# Vapor Trail Strings



## BowTech Dave (Feb 27, 2003)

Paul,

Thanks for the review. I am glad you were able to throw in some numbers. It usually only takes about 5 - 10 shots and the string is settled. Set your peep up and keep it waxed and you'll find the VTX strings are not only durable, but also more reliable.

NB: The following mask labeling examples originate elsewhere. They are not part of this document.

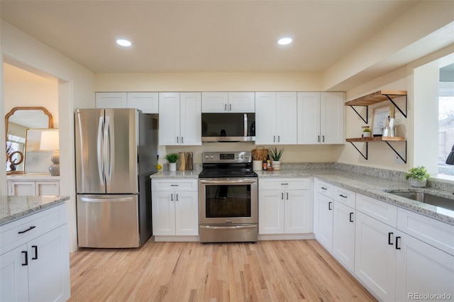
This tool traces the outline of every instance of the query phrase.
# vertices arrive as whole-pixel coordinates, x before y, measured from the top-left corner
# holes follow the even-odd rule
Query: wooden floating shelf
[[[406,91],[404,90],[380,90],[378,91],[355,99],[345,104],[345,106],[370,106],[389,99],[395,99],[400,96],[406,96]]]
[[[372,138],[347,138],[347,142],[386,142],[386,141],[397,141],[402,142],[405,140],[405,138],[401,136],[375,136]]]

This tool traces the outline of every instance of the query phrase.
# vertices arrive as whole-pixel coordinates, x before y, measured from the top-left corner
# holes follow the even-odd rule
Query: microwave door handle
[[[248,113],[244,113],[244,137],[248,136]]]
[[[102,186],[105,186],[104,181],[104,160],[103,158],[104,154],[104,132],[103,128],[104,125],[104,117],[101,116],[99,121],[98,122],[98,135],[96,137],[96,155],[98,155],[98,176],[99,177],[99,182]]]

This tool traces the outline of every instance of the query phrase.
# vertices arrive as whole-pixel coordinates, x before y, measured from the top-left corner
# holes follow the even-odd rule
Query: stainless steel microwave
[[[201,113],[202,142],[255,140],[255,113]]]

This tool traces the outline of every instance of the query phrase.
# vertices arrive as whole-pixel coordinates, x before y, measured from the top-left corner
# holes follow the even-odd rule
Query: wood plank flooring
[[[375,301],[316,240],[155,242],[70,255],[70,301]]]

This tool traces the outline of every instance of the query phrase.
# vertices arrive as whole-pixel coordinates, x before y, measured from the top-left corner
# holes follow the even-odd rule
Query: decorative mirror
[[[52,114],[44,107],[14,107],[5,116],[7,174],[23,173],[26,130],[52,127]]]

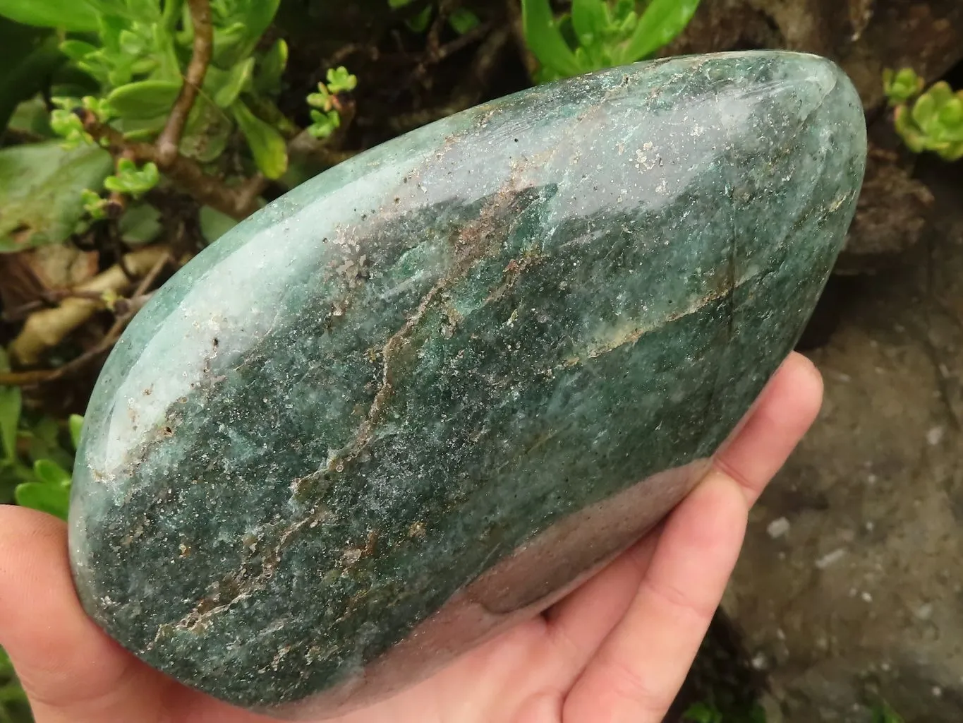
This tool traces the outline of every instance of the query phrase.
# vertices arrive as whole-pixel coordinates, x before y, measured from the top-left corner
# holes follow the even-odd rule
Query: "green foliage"
[[[97,29],[97,13],[84,0],[0,0],[0,15],[42,28],[75,32]]]
[[[525,38],[547,81],[651,57],[681,33],[699,0],[573,0],[556,17],[549,0],[522,0]]]
[[[240,130],[254,165],[270,178],[283,174],[287,150],[272,119],[281,117],[274,99],[288,48],[277,40],[260,49],[279,2],[211,0],[213,58],[187,120],[180,147],[185,156],[215,163]],[[165,128],[194,49],[195,30],[183,0],[0,0],[0,15],[80,32],[45,46],[60,62],[84,73],[91,91],[97,89],[84,96],[54,99],[50,126],[67,147],[92,142],[78,109],[92,113],[128,140],[152,141]],[[155,172],[149,165],[118,166],[106,184],[98,182],[90,190],[99,196],[107,188],[136,198],[160,181]],[[95,220],[101,217],[103,209],[92,197],[83,205]]]
[[[0,371],[9,369],[0,348]],[[23,414],[19,388],[0,387],[0,503],[13,497],[19,505],[65,519],[70,496],[67,470],[73,469],[82,424],[83,417],[77,415],[69,418],[65,430],[50,417],[29,419]],[[65,448],[65,442],[71,451]]]
[[[55,33],[25,28],[0,17],[0,128],[10,121],[16,107],[36,96],[66,60],[58,49]]]
[[[47,141],[0,150],[0,254],[66,240],[90,202],[84,190],[101,187],[113,165],[96,146],[67,150]]]
[[[157,170],[156,164],[145,163],[138,168],[129,158],[121,158],[117,161],[117,174],[104,179],[104,188],[138,199],[156,186],[160,180],[161,173]]]
[[[883,74],[897,133],[915,153],[930,151],[947,161],[963,158],[963,91],[954,93],[942,81],[925,92],[924,86],[909,68]]]
[[[415,0],[388,0],[388,7],[392,10],[399,10],[412,5]],[[417,13],[408,17],[404,24],[412,33],[424,33],[428,26],[431,24],[431,17],[434,14],[434,7],[429,3],[418,11]],[[448,26],[458,35],[474,30],[482,21],[479,16],[467,8],[455,8],[448,15]]]
[[[27,696],[16,681],[10,657],[0,648],[0,723],[25,723],[31,719]]]
[[[327,138],[341,126],[341,103],[338,94],[353,91],[358,79],[344,67],[327,71],[327,83],[319,83],[318,92],[307,96],[311,106],[311,125],[308,132],[315,138]]]
[[[904,67],[899,71],[889,67],[883,70],[883,92],[893,108],[909,102],[923,93],[925,87],[925,81],[911,67]]]

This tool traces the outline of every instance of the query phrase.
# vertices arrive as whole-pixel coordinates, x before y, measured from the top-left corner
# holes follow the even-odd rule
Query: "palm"
[[[735,564],[746,514],[816,415],[794,355],[668,521],[546,613],[428,681],[335,723],[658,723]],[[79,606],[64,524],[0,507],[0,645],[38,723],[257,723],[143,665]]]

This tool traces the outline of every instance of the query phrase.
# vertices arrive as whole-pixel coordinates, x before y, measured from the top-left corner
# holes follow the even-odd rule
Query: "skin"
[[[655,531],[542,615],[335,723],[661,723],[739,556],[747,514],[816,418],[794,354],[713,470]],[[38,723],[268,723],[183,687],[81,609],[65,524],[0,507],[0,645]]]

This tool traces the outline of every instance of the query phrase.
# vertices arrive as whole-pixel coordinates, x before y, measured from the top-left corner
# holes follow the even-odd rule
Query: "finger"
[[[84,613],[66,556],[65,525],[0,506],[0,646],[39,723],[156,719],[166,681]]]
[[[568,660],[574,681],[632,603],[656,549],[659,529],[647,534],[598,575],[545,612],[545,631]]]
[[[562,720],[663,720],[722,598],[746,516],[742,488],[716,470],[670,515],[635,599],[572,686]]]
[[[739,482],[750,505],[816,420],[821,404],[819,370],[794,352],[772,377],[739,434],[716,459],[716,468]]]
[[[793,354],[760,395],[745,423],[716,463],[755,500],[785,462],[819,410],[822,386],[812,363]],[[638,589],[655,549],[648,535],[630,551],[555,605],[547,632],[578,674],[621,620]]]

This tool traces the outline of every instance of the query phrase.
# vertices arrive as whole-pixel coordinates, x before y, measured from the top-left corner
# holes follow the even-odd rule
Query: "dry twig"
[[[187,0],[191,10],[191,21],[194,24],[194,54],[187,67],[184,85],[180,94],[170,111],[164,130],[157,138],[157,157],[160,164],[169,166],[178,155],[181,136],[184,126],[191,115],[194,103],[197,99],[200,87],[204,85],[207,76],[207,67],[211,63],[214,52],[214,27],[211,24],[211,6],[209,0]]]
[[[484,89],[497,67],[502,50],[508,44],[510,37],[511,30],[509,28],[498,28],[492,31],[475,54],[468,77],[459,84],[459,90],[449,98],[447,103],[435,108],[426,108],[399,115],[391,120],[391,126],[399,132],[411,130],[475,105],[481,100]]]
[[[169,260],[169,252],[165,246],[148,246],[128,254],[124,260],[128,270],[138,278],[153,275],[153,281],[156,281],[156,275]],[[156,268],[158,264],[160,264],[160,268]],[[45,350],[59,344],[68,334],[104,308],[104,302],[90,298],[91,294],[120,293],[131,285],[131,281],[119,264],[112,266],[89,281],[80,284],[74,289],[74,292],[82,293],[83,297],[73,296],[65,299],[54,308],[36,311],[27,318],[20,334],[10,345],[11,356],[21,364],[37,363]],[[53,371],[60,372],[60,369]],[[36,373],[49,376],[51,371]],[[32,372],[26,374],[29,375]],[[63,376],[63,373],[59,376]],[[4,381],[5,379],[7,381]],[[8,377],[0,378],[0,385],[33,383],[30,381],[17,382],[15,379]]]

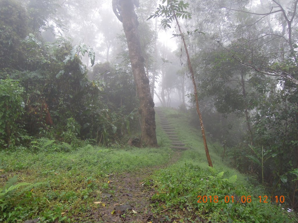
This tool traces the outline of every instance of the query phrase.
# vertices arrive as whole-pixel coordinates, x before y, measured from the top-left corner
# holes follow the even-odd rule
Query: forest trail
[[[184,147],[185,144],[179,141],[178,136],[176,135],[175,128],[171,126],[164,114],[164,113],[159,107],[155,108],[156,114],[158,115],[160,120],[160,125],[171,140],[172,146],[171,149],[179,150],[186,150],[187,148]]]
[[[108,181],[109,188],[107,191],[114,192],[109,194],[102,191],[98,196],[98,200],[100,201],[98,202],[99,207],[84,216],[84,220],[99,222],[157,223],[165,221],[163,218],[153,218],[150,204],[151,198],[156,192],[150,187],[145,186],[144,181],[149,178],[155,171],[176,162],[180,156],[179,150],[187,148],[179,141],[175,128],[171,126],[162,111],[159,108],[155,108],[155,111],[159,117],[162,129],[171,140],[172,145],[170,148],[173,151],[169,154],[169,161],[163,166],[110,175]],[[82,219],[81,217],[80,219]]]

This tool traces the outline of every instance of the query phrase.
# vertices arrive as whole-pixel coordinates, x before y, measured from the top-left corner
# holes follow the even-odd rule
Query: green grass
[[[297,218],[291,218],[294,217],[282,209],[286,210],[286,200],[283,204],[260,203],[258,196],[270,196],[269,194],[254,178],[229,167],[227,164],[231,161],[226,157],[223,161],[218,154],[220,146],[209,140],[214,167],[210,170],[200,131],[190,127],[187,113],[163,110],[176,127],[179,139],[190,148],[179,153],[180,159],[166,168],[160,167],[165,166],[169,154],[172,153],[169,148],[170,141],[160,127],[158,117],[158,148],[87,145],[66,152],[61,151],[63,147],[58,143],[51,145],[49,142],[43,147],[38,142],[34,145],[41,149],[36,151],[0,151],[0,175],[8,179],[16,175],[17,183],[46,183],[31,187],[21,194],[16,190],[7,193],[5,202],[0,200],[0,222],[22,222],[37,216],[44,222],[55,219],[79,222],[84,213],[96,208],[93,202],[98,201],[94,195],[103,191],[114,192],[108,182],[109,174],[134,172],[155,166],[161,169],[146,182],[157,192],[152,197],[152,211],[156,216],[182,222],[199,222],[198,218],[212,222],[297,222]],[[215,146],[218,150],[215,149]],[[5,178],[0,178],[0,189],[6,181]],[[206,196],[208,199],[211,196],[212,201],[217,196],[218,202],[198,203],[198,196]],[[242,196],[246,199],[250,196],[251,202],[241,202]],[[231,200],[233,196],[234,203],[224,202],[226,196]]]
[[[271,203],[269,199],[268,203],[260,203],[259,196],[270,197],[270,194],[254,178],[228,166],[227,164],[231,161],[226,158],[222,161],[218,151],[214,149],[215,146],[219,147],[218,144],[209,140],[208,144],[214,167],[210,171],[200,129],[190,127],[187,113],[162,109],[169,122],[176,128],[179,139],[190,148],[182,153],[178,162],[158,171],[150,178],[152,180],[147,181],[148,184],[157,191],[152,198],[155,213],[176,207],[177,211],[170,209],[170,214],[164,212],[162,215],[166,219],[171,217],[172,220],[179,219],[177,222],[198,222],[195,216],[212,222],[297,222],[298,219],[282,209],[286,209],[286,201],[283,204]],[[233,176],[235,175],[236,179]],[[209,201],[209,196],[211,196],[212,201],[198,203],[199,196],[201,199],[207,196]],[[217,196],[218,202],[213,201],[215,196]],[[226,196],[229,196],[230,202],[225,202]],[[234,203],[231,201],[232,196]],[[250,196],[251,202],[241,202],[242,196],[245,196],[242,197],[243,201]]]
[[[164,164],[168,153],[164,147],[107,148],[90,145],[69,152],[2,151],[1,174],[9,179],[16,175],[18,182],[46,183],[20,197],[11,194],[3,211],[0,207],[0,222],[23,222],[37,216],[43,222],[53,222],[57,218],[59,222],[73,222],[68,217],[79,216],[94,207],[93,195],[111,190],[108,174]]]

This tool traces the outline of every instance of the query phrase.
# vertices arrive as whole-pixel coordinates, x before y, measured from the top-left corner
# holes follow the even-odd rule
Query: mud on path
[[[110,175],[106,178],[109,181],[109,188],[106,191],[95,193],[94,196],[97,198],[95,200],[98,201],[97,208],[86,213],[84,216],[75,219],[75,222],[161,222],[162,219],[153,219],[150,210],[151,198],[155,192],[144,186],[144,181],[155,171],[176,162],[181,153],[179,151],[174,152],[173,158],[164,166],[149,167],[132,173]]]

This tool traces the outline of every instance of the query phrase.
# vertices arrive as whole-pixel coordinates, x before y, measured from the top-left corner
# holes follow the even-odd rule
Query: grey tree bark
[[[151,97],[149,80],[146,76],[145,60],[142,54],[138,27],[138,18],[134,11],[133,0],[112,1],[114,13],[122,22],[127,41],[136,91],[140,102],[139,112],[141,114],[142,145],[145,146],[157,146],[155,129],[154,104]],[[136,6],[138,6],[137,5]]]

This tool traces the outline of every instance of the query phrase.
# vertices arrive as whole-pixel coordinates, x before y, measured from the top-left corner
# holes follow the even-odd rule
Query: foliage
[[[175,20],[175,16],[177,18],[182,18],[186,19],[191,18],[191,14],[184,10],[186,10],[189,6],[188,3],[184,3],[183,1],[178,0],[162,0],[162,4],[167,1],[167,5],[159,4],[156,9],[157,10],[153,14],[152,14],[148,18],[149,20],[152,18],[162,16],[165,17],[162,21],[161,24],[165,29],[167,27],[171,28],[169,24]]]
[[[0,208],[1,222],[18,222],[19,219],[23,222],[37,217],[45,222],[53,222],[57,218],[61,222],[83,222],[86,213],[96,208],[94,202],[98,201],[100,192],[112,190],[111,183],[107,183],[109,174],[162,165],[167,159],[167,147],[115,145],[106,148],[85,145],[65,152],[58,149],[62,143],[46,139],[35,141],[31,146],[36,145],[40,149],[0,151],[0,169],[5,170],[1,174],[8,176],[16,171],[22,181],[33,183],[38,179],[48,182],[21,194],[18,191],[15,196],[10,195],[3,211]],[[54,146],[57,149],[50,149]],[[77,218],[79,220],[75,220]]]
[[[7,217],[8,219],[12,219],[14,217],[15,217],[13,215],[14,213],[13,211],[9,210],[10,206],[12,205],[10,203],[10,201],[12,198],[14,197],[20,196],[22,195],[25,191],[29,191],[32,188],[44,183],[38,183],[32,184],[23,182],[15,184],[17,181],[17,177],[16,175],[15,175],[7,181],[3,188],[0,188],[0,207],[1,208],[0,211],[0,219],[2,218],[2,216],[4,218],[6,218],[6,212],[8,212],[8,214],[7,215],[8,216]],[[18,189],[24,186],[27,186],[21,190],[17,193],[16,193],[16,191]]]
[[[295,222],[281,208],[260,203],[258,193],[237,182],[236,175],[223,178],[224,172],[218,172],[212,168],[209,170],[211,175],[206,169],[186,163],[156,173],[152,185],[157,191],[152,197],[155,211],[179,207],[181,211],[194,213],[212,222]],[[150,181],[147,183],[151,184]],[[202,200],[204,196],[207,202]]]
[[[25,137],[21,121],[24,113],[24,91],[18,81],[0,79],[0,146],[10,147]]]

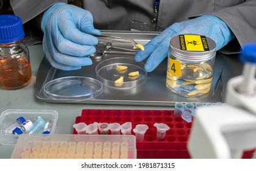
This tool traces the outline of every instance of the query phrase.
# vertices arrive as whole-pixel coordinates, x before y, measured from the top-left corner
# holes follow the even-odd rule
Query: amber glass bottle
[[[0,88],[13,90],[25,87],[31,78],[31,66],[21,19],[0,15]]]

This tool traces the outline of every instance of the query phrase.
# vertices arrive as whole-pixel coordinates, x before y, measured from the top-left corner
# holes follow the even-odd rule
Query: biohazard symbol
[[[196,40],[194,40],[192,41],[191,41],[191,42],[188,42],[188,41],[187,41],[187,42],[188,42],[188,44],[192,44],[192,45],[194,45],[194,46],[196,46],[197,45],[200,45],[200,44],[197,43],[197,42],[199,41],[196,41]]]

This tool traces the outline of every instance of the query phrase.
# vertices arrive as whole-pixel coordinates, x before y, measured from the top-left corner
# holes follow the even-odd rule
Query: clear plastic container
[[[26,133],[35,123],[36,120],[34,117],[27,119],[23,124],[18,126],[12,131],[13,134],[22,134]]]
[[[126,69],[119,69],[125,67]],[[133,58],[114,57],[106,59],[96,67],[98,80],[106,86],[128,89],[137,87],[147,79],[147,72],[144,70],[144,64],[136,62]],[[139,74],[131,76],[129,73],[139,71]],[[123,81],[117,84],[117,79],[123,77]]]
[[[67,146],[70,142],[76,144],[72,150]],[[86,142],[86,145],[84,142]],[[35,146],[38,143],[48,145]],[[78,146],[81,143],[83,143],[84,145]],[[55,145],[56,144],[58,145]],[[29,155],[24,155],[27,151],[30,152]],[[136,143],[133,135],[21,134],[11,158],[39,158],[46,151],[48,151],[48,155],[45,155],[45,158],[55,159],[71,158],[74,156],[77,158],[90,159],[106,157],[122,158],[124,156],[128,159],[135,159],[137,156]],[[67,155],[71,152],[72,155]],[[112,156],[114,152],[117,153]]]
[[[43,87],[49,98],[61,101],[81,101],[99,96],[103,92],[102,84],[92,78],[68,76],[52,80]]]
[[[50,134],[54,134],[56,129],[56,123],[58,113],[53,110],[34,110],[34,109],[8,109],[2,112],[0,115],[0,130],[5,128],[13,120],[20,117],[27,119],[30,117],[37,118],[42,117],[45,120],[52,119],[54,120],[53,129]],[[43,129],[37,134],[42,134]],[[20,135],[4,134],[0,131],[0,144],[4,145],[16,144]]]
[[[43,128],[43,134],[49,134],[51,133],[51,129],[53,129],[54,122],[54,120],[53,119],[49,119],[48,121],[47,121],[45,125],[45,128]]]
[[[21,19],[15,15],[0,15],[0,88],[18,89],[31,78],[31,66]]]
[[[178,35],[170,42],[166,87],[177,95],[192,97],[211,89],[216,43],[200,35]]]

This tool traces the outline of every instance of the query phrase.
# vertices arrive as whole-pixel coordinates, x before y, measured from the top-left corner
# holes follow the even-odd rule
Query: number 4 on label
[[[169,71],[172,75],[181,77],[181,69],[180,66],[180,61],[174,60],[169,58]]]

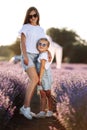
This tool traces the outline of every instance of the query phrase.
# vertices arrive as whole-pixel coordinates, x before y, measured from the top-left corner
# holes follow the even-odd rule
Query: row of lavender
[[[87,129],[87,65],[65,64],[61,70],[52,66],[52,94],[57,118],[66,130]]]
[[[27,83],[20,64],[0,62],[0,125],[7,124],[22,105]]]
[[[57,101],[57,118],[67,130],[86,130],[87,65],[52,64],[52,95]],[[6,123],[22,105],[28,83],[21,64],[0,62],[0,124]]]

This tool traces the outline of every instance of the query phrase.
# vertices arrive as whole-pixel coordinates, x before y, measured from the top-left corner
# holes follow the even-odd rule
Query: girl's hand
[[[51,62],[51,60],[52,60],[52,55],[49,50],[48,50],[48,60],[49,60],[49,62]]]
[[[25,64],[25,65],[28,65],[28,62],[29,62],[28,57],[27,57],[27,56],[24,56],[24,64]]]

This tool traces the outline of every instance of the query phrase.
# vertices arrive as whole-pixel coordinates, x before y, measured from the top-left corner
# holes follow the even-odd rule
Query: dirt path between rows
[[[39,105],[39,98],[34,94],[31,102],[32,111],[35,113],[39,112]],[[65,130],[65,128],[60,124],[55,116],[28,120],[18,112],[13,116],[4,130]]]

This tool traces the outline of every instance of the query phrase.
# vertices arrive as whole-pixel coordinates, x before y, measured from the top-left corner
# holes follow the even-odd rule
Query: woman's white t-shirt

Post some pictures of your setup when you get a chance.

Dave


----------



## bullsi (Jan 18, 2006)

*vapor trail*

I believe v/t strings and cables are the best out there. Consistant and durable.


----------



## wirenut583 (Nov 4, 2007)

yea I know it just feels btter than the previous three sets I have had on this bow. If anybody else has some numbers throw them into the thread. I shoot with fingers so I need the tube for the peep but it is all good,for sure.


----------



## wirenut583 (Nov 4, 2007)

*Conquest 3*

Here is my conquest 3 with the new VaporTrail String and Cable on it. The pic doesnt doe the colors on the string justice but It sure shoots fine. Dead Center Archery stabilizer and Trophy Ridge Matrix 5 pin sight. and the STS just o make it a little more quiet. LOVE those strings.

Paul Coleman


----------



## patrkyhntr37 (Jun 3, 2008)

Have had them on my 82nd airborne for a few month's now i really seem to like them.


----------



## wirenut583 (Nov 4, 2007)

*oops*

Well cant seem to upload the pics. I guess I will try later


----------



## bow327 (Mar 15, 2005)

I have used Vapor trail strings ,for 5 years now. They are the best.


----------



## RonnieB54 (Jun 15, 2009)

I agree Vapor Trail Strings are as good as they come. Getting green and black ones on my backup bow next week when they come in. I have the blue and white on my new bow. I could tell the difference the first time I shot my new bow with them seemed arrows flew faster coming out of bow. I am having better groups also.


----------